Une différence qui ne s’explique pas vraiment : si l’on reprend l’exemple des vêtements, ils sont fabriqués à partir des mêmes matières et dans les mêmes usines, qu’ils soient à destination des femmes ou des hommes. Mais les femmes, victimes d’une pression plus forte sur leur apparence, sont des cibles faciles pour les industriels.
« Les clientes semblent réagir de manière moins élastique aux augmentations de prix des articles de mode. En d’autres termes, elles font aussi du shopping lorsque les prix des vêtements s’envolent », explique ainsi le média NZZ am Sonntag. Du pain bénit pour les marques.
Du déodorant, des rasoirs et des vêtements plus chers pour les femmes
Le média TF1 a récemment enquêté sur cette fameuse taxe rose. Selon ses conclusions, il existe aujourd’hui une différence de 44 centimes entre un déodorant pour femme et un déodorant pour homme, de 1 euro entre des chaussettes pour fille et des chaussettes pour garçon, et de 4 euros entre une doudoune rose et une doudoune bleue.
Autres exemples : des rasoirs pour hommes moins chers (alors qu’ils sont en tout point similaires), et un anti-inflammatoire vendu en pharmacie à destination des femmes (dans une jolie boîte rose !) pour 49 centimes de plus que l’original… Même des objets banals du quotidien comme le dentifrice, les cahiers, les stylos ou les sonnettes de vélos (!) sont souvent genrés, et donc soumis à une différence de prix.
Une situation que dénonçait dès 2014 le collectif féministe Georgette Sand : « En France, les femmes gagnent 24% de moins que les hommes. […] Le marketing genré en segmentant le marché entre filles et garçons véhicule des stéréotypes, pousse à la surconsommation et inflige une taxation spécifique aux femmes ».

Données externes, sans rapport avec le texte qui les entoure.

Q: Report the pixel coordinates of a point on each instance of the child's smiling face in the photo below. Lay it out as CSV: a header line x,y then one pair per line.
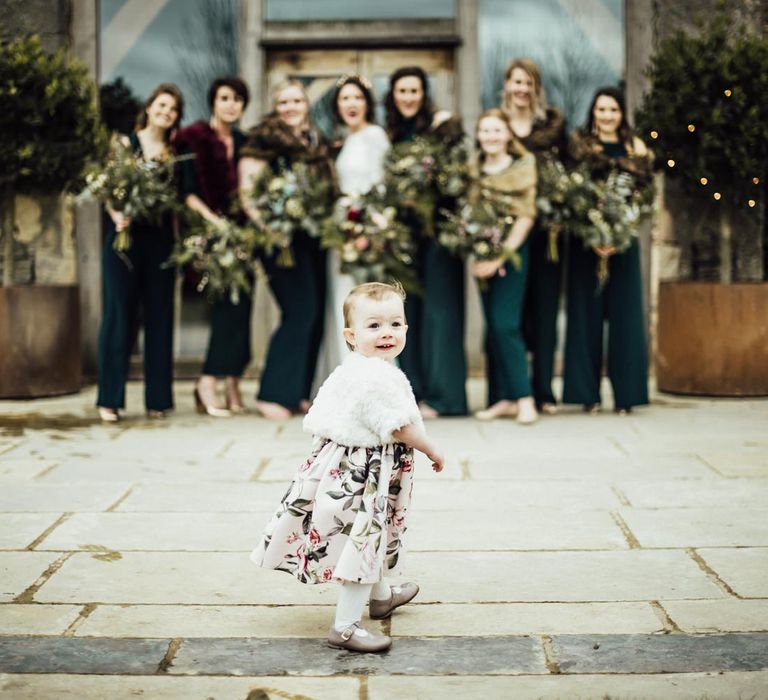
x,y
377,327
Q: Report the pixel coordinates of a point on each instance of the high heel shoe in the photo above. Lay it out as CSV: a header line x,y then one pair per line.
x,y
214,411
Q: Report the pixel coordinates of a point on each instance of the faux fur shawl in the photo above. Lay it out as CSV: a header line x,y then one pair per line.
x,y
588,148
548,135
517,182
362,403
215,175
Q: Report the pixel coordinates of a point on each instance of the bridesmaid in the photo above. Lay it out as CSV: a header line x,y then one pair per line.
x,y
506,168
606,143
287,135
541,130
433,359
209,184
137,277
359,166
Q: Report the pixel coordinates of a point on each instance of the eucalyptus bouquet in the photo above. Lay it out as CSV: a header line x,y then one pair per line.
x,y
608,213
223,253
138,188
289,201
373,245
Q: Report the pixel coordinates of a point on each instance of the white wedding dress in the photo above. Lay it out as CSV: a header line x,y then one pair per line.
x,y
359,166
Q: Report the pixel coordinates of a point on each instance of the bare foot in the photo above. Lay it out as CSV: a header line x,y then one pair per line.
x,y
272,411
501,409
427,411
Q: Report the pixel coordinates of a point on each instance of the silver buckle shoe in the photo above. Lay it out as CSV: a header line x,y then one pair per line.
x,y
366,643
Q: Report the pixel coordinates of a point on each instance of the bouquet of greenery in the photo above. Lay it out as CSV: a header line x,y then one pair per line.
x,y
138,188
608,213
223,253
373,246
288,201
480,228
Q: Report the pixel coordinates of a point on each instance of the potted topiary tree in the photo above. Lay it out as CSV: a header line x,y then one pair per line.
x,y
706,117
49,129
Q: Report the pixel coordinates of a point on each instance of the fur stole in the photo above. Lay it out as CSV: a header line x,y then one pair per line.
x,y
548,135
587,148
216,174
517,184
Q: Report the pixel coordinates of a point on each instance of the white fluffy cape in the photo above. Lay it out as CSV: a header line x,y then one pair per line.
x,y
362,402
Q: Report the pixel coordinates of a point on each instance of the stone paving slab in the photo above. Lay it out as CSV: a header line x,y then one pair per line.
x,y
634,575
209,497
70,655
715,492
19,570
223,532
677,686
171,621
699,527
731,615
18,530
19,497
744,570
671,653
17,618
312,657
446,619
164,687
515,529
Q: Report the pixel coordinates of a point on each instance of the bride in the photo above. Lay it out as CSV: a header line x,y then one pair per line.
x,y
359,166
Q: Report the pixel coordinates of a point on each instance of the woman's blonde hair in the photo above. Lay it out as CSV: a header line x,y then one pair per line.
x,y
370,290
538,101
514,147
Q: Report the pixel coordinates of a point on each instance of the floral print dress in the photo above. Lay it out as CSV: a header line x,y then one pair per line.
x,y
344,516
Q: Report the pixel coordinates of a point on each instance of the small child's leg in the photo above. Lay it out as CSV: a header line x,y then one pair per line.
x,y
352,600
381,590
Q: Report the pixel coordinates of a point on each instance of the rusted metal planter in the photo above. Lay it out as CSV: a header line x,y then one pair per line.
x,y
713,338
39,341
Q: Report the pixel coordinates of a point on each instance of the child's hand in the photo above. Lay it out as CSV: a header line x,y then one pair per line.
x,y
438,461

Comment se protéger de la pinkflation ?
On est d’accord, le constat est rageant. Mais il existe quelques moyens de résister à cette hausse de prix genrée…
Le meilleur moyen de garder du pouvoir d’achat en temps d’inflation ? Apprendre à bien négocier son salaire, notamment si l’on change de poste (ou, si l’on reste dans son entreprise, ne pas hésiter à demander une augmentation).
Mais aussi apprendre à investir, et placer son argent sur des supports rémunérateurs plutôt que de tout laisser sur un Livret A (ou pire, sur son compte-courant !).
Enfin, lorsque c’est possible, privilégier les produits prétendument “masculins” (exemple typique : les rasoirs) , qui font exactement la même chose… pour un prix moins élevé ! 50 centimes par-ci par-là peuvent sembler peu, mais sur le long terme, ces différences de prix peuvent finir par constituer une somme importante.